En su segunda versión del libro, en la in- troducción de 1965, dice otras cosas más claras y estas sí, más preocupantes: “Castilla no se impuso por ser centro; sus reyes antes de Felipe II movían su corte de acá para allá, carecieron de sede fija; dominaron los castellanos a causa de la dimensión imperativa de sus personas”. ¡Cielos! Así como el opio duerme porque tiene “una virtud dormitiva”, según la comedia de Molière, el castellano domina porque tiene “una dimensión imperativa” en su persona. Sin comentarios.
Luego dice que el problema español fue de castas y no de razas, las castas, moras y judías. Antes había dicho “castas más bien que clases”. Pasa así de Marx a Stewart Chamberlain. Y luego le lleva la contraria a Vicens Vives, que escribe: “Como el resto de Europa, la vida española entre 1815 y 1868 fue afectada por un hecho político de base (la quiebra del antiguo régimen y el auge de la ideología liberal), una coyuntura económica general (la organización del maquinismo y la organización industrial moderna) y una subversión del espíritu (el romanticismo)”. Y comenta Castro: “Nada de esto es cierto; es evasivo”. Según él la evolución de España y la de Europa no siguieron di- recciones paralelas. Menos mal que formamos parte de Europa por ley y por tratados desde 1986, si no, Don Américo nos deja en el limbo.

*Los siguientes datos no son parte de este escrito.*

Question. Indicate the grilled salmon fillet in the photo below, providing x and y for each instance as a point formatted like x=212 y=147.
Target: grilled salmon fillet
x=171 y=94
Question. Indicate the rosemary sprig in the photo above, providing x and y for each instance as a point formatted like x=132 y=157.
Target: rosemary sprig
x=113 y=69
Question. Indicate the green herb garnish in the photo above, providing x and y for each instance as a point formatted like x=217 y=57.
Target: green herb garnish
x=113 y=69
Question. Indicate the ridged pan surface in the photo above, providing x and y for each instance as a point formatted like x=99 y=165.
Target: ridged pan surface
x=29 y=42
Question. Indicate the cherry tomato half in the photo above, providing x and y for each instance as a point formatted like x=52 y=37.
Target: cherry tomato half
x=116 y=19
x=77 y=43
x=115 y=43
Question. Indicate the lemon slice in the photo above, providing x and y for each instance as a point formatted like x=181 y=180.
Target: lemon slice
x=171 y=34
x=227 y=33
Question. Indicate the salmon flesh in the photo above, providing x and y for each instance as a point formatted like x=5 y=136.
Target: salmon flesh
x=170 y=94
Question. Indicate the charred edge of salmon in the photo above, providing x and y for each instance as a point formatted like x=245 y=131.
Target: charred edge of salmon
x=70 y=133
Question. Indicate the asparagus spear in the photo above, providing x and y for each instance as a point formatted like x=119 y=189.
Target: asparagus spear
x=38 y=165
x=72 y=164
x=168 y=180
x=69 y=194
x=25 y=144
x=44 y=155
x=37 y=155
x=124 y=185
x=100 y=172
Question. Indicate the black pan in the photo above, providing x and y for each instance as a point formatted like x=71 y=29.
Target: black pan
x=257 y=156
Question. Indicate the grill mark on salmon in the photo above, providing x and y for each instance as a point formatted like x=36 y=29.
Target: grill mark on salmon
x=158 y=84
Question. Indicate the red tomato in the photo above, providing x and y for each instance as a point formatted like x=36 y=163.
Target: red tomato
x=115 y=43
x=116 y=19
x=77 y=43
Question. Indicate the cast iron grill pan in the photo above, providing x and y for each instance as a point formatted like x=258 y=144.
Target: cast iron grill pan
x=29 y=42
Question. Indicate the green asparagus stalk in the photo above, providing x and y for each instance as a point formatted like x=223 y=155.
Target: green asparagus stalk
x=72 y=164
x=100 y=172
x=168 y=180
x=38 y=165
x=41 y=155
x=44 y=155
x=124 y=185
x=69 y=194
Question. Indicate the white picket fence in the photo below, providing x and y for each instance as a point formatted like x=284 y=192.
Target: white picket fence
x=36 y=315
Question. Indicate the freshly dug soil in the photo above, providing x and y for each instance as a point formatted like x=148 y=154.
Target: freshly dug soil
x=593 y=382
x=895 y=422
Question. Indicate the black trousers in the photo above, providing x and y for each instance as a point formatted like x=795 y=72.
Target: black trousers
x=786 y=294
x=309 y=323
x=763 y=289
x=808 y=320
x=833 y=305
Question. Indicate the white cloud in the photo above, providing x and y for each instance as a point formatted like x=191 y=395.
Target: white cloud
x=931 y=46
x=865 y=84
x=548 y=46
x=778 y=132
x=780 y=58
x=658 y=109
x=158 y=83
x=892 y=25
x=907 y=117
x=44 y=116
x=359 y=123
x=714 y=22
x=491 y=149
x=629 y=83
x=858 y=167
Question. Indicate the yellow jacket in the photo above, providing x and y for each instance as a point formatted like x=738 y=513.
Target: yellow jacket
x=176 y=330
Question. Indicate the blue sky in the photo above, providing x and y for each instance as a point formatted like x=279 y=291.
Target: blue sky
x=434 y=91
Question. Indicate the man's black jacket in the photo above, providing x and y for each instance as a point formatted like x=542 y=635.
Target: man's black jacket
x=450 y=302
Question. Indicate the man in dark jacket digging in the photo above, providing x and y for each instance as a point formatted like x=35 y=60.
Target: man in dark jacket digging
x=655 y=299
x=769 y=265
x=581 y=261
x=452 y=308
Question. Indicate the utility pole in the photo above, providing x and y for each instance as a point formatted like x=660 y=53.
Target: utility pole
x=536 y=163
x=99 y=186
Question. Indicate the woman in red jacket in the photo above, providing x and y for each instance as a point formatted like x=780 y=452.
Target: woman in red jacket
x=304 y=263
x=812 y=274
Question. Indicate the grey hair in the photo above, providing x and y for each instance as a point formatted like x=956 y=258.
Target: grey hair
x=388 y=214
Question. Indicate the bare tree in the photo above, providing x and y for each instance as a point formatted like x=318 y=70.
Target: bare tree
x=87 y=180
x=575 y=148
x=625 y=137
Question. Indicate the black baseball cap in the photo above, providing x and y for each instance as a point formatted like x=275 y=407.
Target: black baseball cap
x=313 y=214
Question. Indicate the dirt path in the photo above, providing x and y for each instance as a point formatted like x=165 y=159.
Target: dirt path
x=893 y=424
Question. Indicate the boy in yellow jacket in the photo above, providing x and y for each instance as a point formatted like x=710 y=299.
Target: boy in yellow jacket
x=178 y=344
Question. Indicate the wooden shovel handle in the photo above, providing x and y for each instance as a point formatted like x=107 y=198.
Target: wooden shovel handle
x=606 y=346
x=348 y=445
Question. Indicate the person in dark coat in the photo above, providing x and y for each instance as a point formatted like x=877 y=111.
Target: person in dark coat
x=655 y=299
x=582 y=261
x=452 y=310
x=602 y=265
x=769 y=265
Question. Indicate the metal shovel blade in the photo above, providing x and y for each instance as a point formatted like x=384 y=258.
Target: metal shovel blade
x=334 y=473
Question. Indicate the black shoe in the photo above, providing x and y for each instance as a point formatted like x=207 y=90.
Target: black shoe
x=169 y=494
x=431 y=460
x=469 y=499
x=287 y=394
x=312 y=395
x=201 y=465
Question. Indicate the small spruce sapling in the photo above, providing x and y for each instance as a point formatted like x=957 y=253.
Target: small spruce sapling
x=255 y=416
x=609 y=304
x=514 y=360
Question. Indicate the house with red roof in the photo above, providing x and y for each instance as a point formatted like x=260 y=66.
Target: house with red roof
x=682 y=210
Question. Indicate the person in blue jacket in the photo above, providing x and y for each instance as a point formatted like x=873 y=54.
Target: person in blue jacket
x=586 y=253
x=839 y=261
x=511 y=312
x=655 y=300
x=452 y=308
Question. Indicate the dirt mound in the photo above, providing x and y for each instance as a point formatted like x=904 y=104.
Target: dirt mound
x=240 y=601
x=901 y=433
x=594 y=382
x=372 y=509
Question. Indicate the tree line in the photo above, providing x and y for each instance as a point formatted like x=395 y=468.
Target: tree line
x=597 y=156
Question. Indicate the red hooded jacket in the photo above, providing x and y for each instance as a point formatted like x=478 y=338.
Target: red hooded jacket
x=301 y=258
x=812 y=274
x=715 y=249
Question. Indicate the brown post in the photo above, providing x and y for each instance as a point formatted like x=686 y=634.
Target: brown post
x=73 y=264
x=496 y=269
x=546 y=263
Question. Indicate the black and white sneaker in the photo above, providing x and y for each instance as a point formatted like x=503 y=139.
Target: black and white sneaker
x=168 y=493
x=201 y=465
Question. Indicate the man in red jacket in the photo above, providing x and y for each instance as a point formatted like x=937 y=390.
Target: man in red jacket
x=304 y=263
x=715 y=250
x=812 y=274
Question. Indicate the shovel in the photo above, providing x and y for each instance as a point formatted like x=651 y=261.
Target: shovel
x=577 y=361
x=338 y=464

Este es el tipo de pensamiento que subyace en la incomprensión actual entre Madrid y Catalunya. Un pensamiento que Ortega en su España invertebrada resumía así: “No se le dé vueltas: España es una cosa hecha por Castilla y hay razones para ir sospechando que, en general, sólo cabezas castellanas tienen órganos adecuados para percibir el gran problema de la España integral”. Menos mal que soy medio castellano y por eso percibo algo del “gran problema de la España integral”, si no debería parar de escribir.
Para los que no deseamos la independencia pero nos sentimos catalanes, este tipo de lenguaje es intolerable y este pensamiento engreído, ególatra y de casta superior debe desaparecer. No se puede sentarse a negociar el futuro encaje de Catalunya en España dando por bueno el pensamiento de Ortega, Américo Castro y otros pensadores españoles como ellos, supuestamente liberales y tolerantes.
Vicens Vives escribía con notoria sensatez: “Es muy dudoso que España sea un enigma histórico, como opina SánchezAlbornoz o un vivir desviviéndose, como afirma su antagonista [Castro]. Demasiada angustia unamuniana para una comunidad mediterránea con problemas muy concretos y delimitados: procurar un modesto pero digno pasar a sus treinta millones de habitantes”.
La solución es olvidar esta arcaica quincallería centralista y sentarse a negociar con las tablas input-output regionales sobre la mesa, con las balanzas interregionales delante de los ojos y con la mentalidad de ciudadanos libres, iguales y plurales del siglo XXI. No con “cabeza castellana de órganos adecuados” ni con castellanos “de dimensión imperativa”, sino con hombres ordinarios como todos los demás que negocien. Queden las castas y el casticismo unamuniano olvidados en el baúl de los anacronismos históricos. Hablemos todos como ciudadanos europeos del siglo XXI. Porque a estas alturas de la historia se negocia, no se manda.